See later chapters for details on how to populate this operation.

Section 3.18 - Debugging

Although the <debug> operator does not affect the nodes it processes in any way, it exhibits a useful side effect that may end up saving you many hours of fiddling with a debugger. The <debug> operator sends stringified versions of each node it hits to the logger (which might be stdout, log4j, or the Jdk1.4 logger, among others).

In its simplest form, <debug> logs each node to the "debug" channel:

<debug/>

The "log-level" attribute lets you specify a different logging channel; this attribute can have the values: "trace", "debug", "info", "warn", "error", and "fatal". The exact behavior of each channel will depend on which logging backend you are using.

<debug log-level="info"/>

To distinguish between multiple calls to <debug>, you can decorate the log message with one or both of the optional "prefix" and "postfix" attributes:

<debug postfix="]" prefix="AFTER TEXT REPLACE ["/>

If the simple String node "data contents" were passed through the default <debug/> operation, it would log the same String, "data contents". However, with the pre/postfix example above, the debugger would log the String "AFTER TEXT REPLACE [data contents]".

To send a subset of input data nodes to the log, you can wrap the <debug> operator inside a <group> operator, like this:

<group class="java.lang.String">
  <debug/>
</group>

This operation would log only data nodes which were String objects, passing over any Integer, Datum, or other class types without logging them.

The <debug> operator can also be used to send static log messages during a transform.
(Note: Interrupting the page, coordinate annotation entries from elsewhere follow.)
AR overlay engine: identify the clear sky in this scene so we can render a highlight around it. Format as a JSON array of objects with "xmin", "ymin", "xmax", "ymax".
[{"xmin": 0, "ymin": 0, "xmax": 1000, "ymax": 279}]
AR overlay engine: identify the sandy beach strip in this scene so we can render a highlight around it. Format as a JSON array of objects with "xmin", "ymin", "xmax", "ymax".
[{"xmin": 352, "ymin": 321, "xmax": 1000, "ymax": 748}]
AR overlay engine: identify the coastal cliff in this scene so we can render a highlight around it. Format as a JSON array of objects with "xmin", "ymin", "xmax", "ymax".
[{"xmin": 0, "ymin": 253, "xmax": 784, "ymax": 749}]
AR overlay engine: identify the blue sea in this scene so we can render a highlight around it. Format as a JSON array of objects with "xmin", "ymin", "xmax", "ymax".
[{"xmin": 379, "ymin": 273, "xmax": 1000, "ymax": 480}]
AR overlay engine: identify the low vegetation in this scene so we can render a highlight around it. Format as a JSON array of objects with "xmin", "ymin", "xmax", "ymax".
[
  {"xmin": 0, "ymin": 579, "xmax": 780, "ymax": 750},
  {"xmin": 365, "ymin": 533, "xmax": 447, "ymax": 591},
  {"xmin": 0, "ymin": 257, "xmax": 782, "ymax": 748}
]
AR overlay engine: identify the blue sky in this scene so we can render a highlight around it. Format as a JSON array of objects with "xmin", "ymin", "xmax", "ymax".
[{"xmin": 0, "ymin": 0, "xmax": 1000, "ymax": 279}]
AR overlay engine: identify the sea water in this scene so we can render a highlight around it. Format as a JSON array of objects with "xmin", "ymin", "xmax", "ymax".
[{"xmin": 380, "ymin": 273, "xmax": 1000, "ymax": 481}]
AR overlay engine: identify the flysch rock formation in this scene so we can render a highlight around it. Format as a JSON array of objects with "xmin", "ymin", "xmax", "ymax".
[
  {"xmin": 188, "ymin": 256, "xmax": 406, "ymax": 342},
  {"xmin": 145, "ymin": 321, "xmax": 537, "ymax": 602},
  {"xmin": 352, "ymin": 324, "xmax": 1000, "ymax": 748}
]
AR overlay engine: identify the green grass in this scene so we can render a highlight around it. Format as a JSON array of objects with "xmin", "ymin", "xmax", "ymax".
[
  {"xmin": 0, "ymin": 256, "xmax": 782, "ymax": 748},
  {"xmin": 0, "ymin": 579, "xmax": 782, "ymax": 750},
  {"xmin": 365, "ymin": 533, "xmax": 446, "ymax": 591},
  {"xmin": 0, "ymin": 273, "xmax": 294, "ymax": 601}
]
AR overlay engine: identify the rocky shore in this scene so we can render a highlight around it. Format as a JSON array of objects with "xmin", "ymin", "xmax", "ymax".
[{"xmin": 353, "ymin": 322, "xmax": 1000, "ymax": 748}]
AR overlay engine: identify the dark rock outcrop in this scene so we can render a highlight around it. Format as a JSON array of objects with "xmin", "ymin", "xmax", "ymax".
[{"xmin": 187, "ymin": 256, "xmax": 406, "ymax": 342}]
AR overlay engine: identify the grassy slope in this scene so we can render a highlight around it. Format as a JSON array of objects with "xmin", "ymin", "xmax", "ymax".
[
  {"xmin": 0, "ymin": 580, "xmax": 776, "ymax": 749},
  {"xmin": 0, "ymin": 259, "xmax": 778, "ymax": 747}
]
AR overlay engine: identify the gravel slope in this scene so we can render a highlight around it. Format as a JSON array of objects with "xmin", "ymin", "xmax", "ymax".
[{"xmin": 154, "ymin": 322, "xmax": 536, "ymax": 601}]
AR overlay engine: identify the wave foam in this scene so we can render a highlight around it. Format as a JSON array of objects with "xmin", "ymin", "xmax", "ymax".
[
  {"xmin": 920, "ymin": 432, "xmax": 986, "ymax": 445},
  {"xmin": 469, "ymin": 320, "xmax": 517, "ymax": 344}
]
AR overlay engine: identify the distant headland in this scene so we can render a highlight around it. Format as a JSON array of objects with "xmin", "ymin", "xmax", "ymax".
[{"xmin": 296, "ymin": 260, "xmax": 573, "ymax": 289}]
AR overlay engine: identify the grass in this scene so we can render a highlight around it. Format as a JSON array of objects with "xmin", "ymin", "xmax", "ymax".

Whenever you set the "message" attribute, the debug logger will write out the static log text exactly once, and will not log node data. The "log-info" attribute works in this case, but the "prefix" and "postfix" attributes are ignored, since they are static text too.

Common uses for static logging are to add logging checkpoints to the transform process, and to delimit node dumps. The example below logs the string "BEFORE", then logs each node, then logs the string "AFTER":

<debug log-info="trace" message="BEFORE"/>
<debug log-info="trace"/>
<debug log-info="trace" message="AFTER"/>

Section 3.19 - Custom Transforms

Sometimes you need to perform a transformation not easily covered by the standard Transform XML specification. Catalan provides an easy way to add your custom processors to the Transform XML specification, or to create your own Transform XML mapping from the ground up.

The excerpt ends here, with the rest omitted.